Is Fusion Even Worthwhile?
This week's Economist carries an acerbic analysis of the rivalry over where the International Thermonuclear Experimental Reactor should be sited. While their insight into the tussle--as a proxy for the rift over the Iraq War--rings true, their conclusion that fusion research has no value is shortsighted and poorly reasoned. Fusion could be a valuable, even an essential, component of the future post-hydrocarbon energy mix.
The article observes that practical nuclear fusion--which releases energy by combining lightweight atoms, in contrast to the splitting of heavy atoms achieved in nuclear fission--has always appeared 30 years off. Fair enough; I would have said 40. But in dismissing it as permanently uneconomical and marginal, they ignore the benefits that have convinced a number of governments to fund research in this area for decades, despite the absence of a home run.
Fusion offers the potential of limitless, clean power. Even when one reins in this nirvana-like vision, fusion gives us a realistic possibility of high density, cost-competitive power generation with very little in the way of the emissions or radioactivity that make all of today's central power plants unattractive. This sounds like something well worth pursuing, at least at the relatively modest sums that are being contemplated. But what is missing here and what the Economist has ignored entirely is a vision of where fusion might fit in a future global energy system.
The most frequently mentioned alternative to our hydrocarbon-based energy system is a hydrogen economy. But a hydrogen economy still needs an energy source to produce the hydrogen. In the long run, that means doing so without creating more of the kinds of emissions that impel us to want to switch to hydrogen in the first place.
The only options meeting this criterion today would use electricity from wind or solar power to break water into hydrogen and oxygen. This approach suffers from two serious shortcomings:
- Generating the necessary quantity of electric power from these sources would require covering vast swaths of territory with windmills or solar collectors. There is ample evidence of environmental pushback to this.
- It may not be possible to build wind and solar installations fast enough to keep up with growing demand for electricity, let alone being able to replace the energy content of petroleum fuels.
Moving the solar collectors into orbit could solve both of these problems, but it would require a much larger and cheaper (in terms of cost per pound in orbit) space program than anything our politicians seem willing to support.

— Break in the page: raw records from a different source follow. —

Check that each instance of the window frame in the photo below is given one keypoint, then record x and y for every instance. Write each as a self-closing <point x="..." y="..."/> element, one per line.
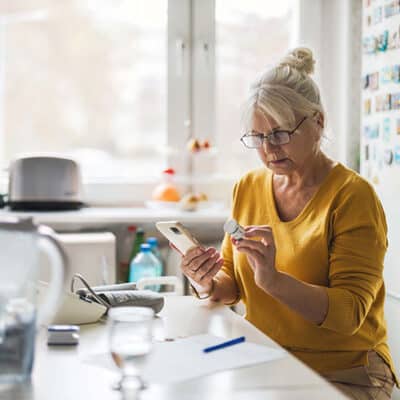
<point x="190" y="97"/>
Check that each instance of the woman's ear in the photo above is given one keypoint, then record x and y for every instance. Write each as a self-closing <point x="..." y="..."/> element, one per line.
<point x="319" y="119"/>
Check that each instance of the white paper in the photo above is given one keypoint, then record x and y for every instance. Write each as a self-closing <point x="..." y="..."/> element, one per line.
<point x="183" y="359"/>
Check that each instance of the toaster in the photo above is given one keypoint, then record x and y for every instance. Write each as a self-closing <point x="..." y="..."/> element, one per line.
<point x="44" y="183"/>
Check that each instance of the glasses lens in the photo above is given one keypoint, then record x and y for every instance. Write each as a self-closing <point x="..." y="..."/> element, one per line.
<point x="279" y="137"/>
<point x="252" y="141"/>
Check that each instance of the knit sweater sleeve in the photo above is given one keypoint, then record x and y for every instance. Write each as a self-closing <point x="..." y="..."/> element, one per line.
<point x="357" y="249"/>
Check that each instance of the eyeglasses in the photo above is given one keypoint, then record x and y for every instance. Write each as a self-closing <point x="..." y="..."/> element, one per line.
<point x="254" y="140"/>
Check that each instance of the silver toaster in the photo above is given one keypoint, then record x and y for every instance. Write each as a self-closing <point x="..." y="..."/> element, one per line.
<point x="44" y="183"/>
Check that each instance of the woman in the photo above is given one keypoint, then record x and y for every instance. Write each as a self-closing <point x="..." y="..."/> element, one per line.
<point x="309" y="269"/>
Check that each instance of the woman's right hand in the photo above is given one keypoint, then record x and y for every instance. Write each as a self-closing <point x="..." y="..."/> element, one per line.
<point x="200" y="265"/>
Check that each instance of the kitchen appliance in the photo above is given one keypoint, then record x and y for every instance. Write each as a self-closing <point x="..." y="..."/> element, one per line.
<point x="44" y="183"/>
<point x="92" y="254"/>
<point x="380" y="140"/>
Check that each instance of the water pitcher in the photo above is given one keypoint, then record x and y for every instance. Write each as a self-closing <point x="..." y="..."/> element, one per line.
<point x="21" y="242"/>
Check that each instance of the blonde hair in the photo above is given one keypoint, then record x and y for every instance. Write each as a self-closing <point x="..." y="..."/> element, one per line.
<point x="286" y="91"/>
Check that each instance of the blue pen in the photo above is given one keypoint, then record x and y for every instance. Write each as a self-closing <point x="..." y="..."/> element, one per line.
<point x="224" y="344"/>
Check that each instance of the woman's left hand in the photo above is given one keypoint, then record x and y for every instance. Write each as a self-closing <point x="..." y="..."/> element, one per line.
<point x="260" y="254"/>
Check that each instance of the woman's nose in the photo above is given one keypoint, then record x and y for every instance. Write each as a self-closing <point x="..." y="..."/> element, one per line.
<point x="268" y="147"/>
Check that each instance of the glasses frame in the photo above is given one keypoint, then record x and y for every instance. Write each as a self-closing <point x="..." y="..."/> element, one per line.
<point x="271" y="135"/>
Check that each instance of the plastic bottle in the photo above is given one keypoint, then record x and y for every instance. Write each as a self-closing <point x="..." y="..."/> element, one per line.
<point x="124" y="251"/>
<point x="153" y="242"/>
<point x="167" y="190"/>
<point x="144" y="265"/>
<point x="139" y="239"/>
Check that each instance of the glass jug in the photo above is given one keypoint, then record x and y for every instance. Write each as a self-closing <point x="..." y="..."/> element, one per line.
<point x="21" y="242"/>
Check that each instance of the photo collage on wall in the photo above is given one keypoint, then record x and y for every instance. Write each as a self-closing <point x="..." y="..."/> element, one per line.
<point x="380" y="121"/>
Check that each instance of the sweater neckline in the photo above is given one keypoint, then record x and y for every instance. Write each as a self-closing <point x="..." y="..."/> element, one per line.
<point x="309" y="203"/>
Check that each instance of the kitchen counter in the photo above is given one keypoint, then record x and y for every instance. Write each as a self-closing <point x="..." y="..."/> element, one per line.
<point x="96" y="217"/>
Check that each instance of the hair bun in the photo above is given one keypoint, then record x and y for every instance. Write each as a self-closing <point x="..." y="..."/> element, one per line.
<point x="301" y="59"/>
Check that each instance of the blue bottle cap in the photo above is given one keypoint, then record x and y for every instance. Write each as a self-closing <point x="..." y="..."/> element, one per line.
<point x="145" y="247"/>
<point x="152" y="241"/>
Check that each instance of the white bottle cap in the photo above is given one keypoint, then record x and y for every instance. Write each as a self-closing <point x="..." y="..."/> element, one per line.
<point x="230" y="226"/>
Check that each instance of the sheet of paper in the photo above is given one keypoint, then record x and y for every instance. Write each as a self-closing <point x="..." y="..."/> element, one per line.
<point x="183" y="359"/>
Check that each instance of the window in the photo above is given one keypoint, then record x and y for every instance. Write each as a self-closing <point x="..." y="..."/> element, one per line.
<point x="88" y="79"/>
<point x="250" y="35"/>
<point x="123" y="85"/>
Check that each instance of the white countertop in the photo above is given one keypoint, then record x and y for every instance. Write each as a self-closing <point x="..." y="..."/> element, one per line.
<point x="62" y="372"/>
<point x="115" y="215"/>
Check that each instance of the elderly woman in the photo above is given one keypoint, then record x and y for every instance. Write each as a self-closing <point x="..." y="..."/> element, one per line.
<point x="309" y="269"/>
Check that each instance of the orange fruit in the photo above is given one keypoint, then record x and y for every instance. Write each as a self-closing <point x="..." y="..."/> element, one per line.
<point x="166" y="192"/>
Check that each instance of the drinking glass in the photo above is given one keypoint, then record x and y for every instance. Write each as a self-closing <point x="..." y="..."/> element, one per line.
<point x="130" y="341"/>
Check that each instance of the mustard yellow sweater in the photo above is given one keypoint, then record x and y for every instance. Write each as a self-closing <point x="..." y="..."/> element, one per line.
<point x="338" y="241"/>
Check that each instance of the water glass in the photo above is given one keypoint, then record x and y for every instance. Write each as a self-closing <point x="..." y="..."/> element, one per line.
<point x="130" y="342"/>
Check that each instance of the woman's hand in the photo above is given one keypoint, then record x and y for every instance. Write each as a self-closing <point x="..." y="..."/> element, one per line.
<point x="260" y="254"/>
<point x="200" y="265"/>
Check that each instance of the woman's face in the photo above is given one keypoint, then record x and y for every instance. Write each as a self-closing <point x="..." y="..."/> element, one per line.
<point x="293" y="156"/>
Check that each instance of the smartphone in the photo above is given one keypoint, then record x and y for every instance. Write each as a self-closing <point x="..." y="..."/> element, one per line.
<point x="178" y="235"/>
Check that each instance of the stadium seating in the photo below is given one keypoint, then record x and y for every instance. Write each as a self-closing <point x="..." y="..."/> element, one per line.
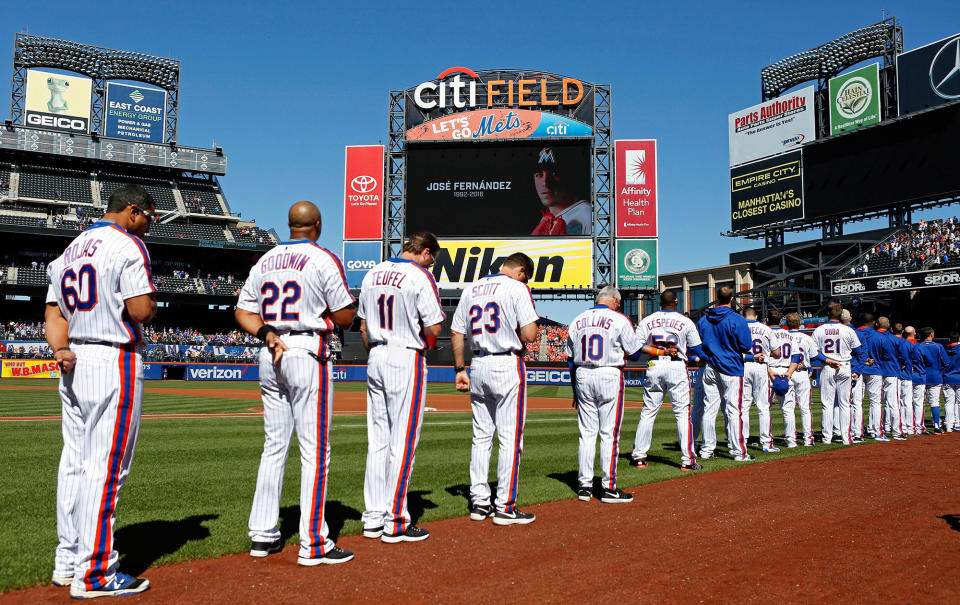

So what is needed to make a hydrogen economy not only possible but desirable in the long run is a concentrated, essentially zero-emission source of electricity that doesn't blight the landscape. Conventional nuclear power plants or their advanced technology offspring might fit the bill, but they would still leave us mired in endless debates about nuclear waste, as well as vulnerable to further nuclear weapons proliferation.
Ultimately, if the suggested timescales are finally right, and fusion research delivers an economical product by around 2040, it would provide an ideal means for converting a hydrogen economy begun with hydrogen from natural gas and other fossil fuels to a permanent, non-fossil energy source. If the nations of the world aren't willing to come up with $10 billion to fund a bet like that, maybe we could raise the money on the Internet.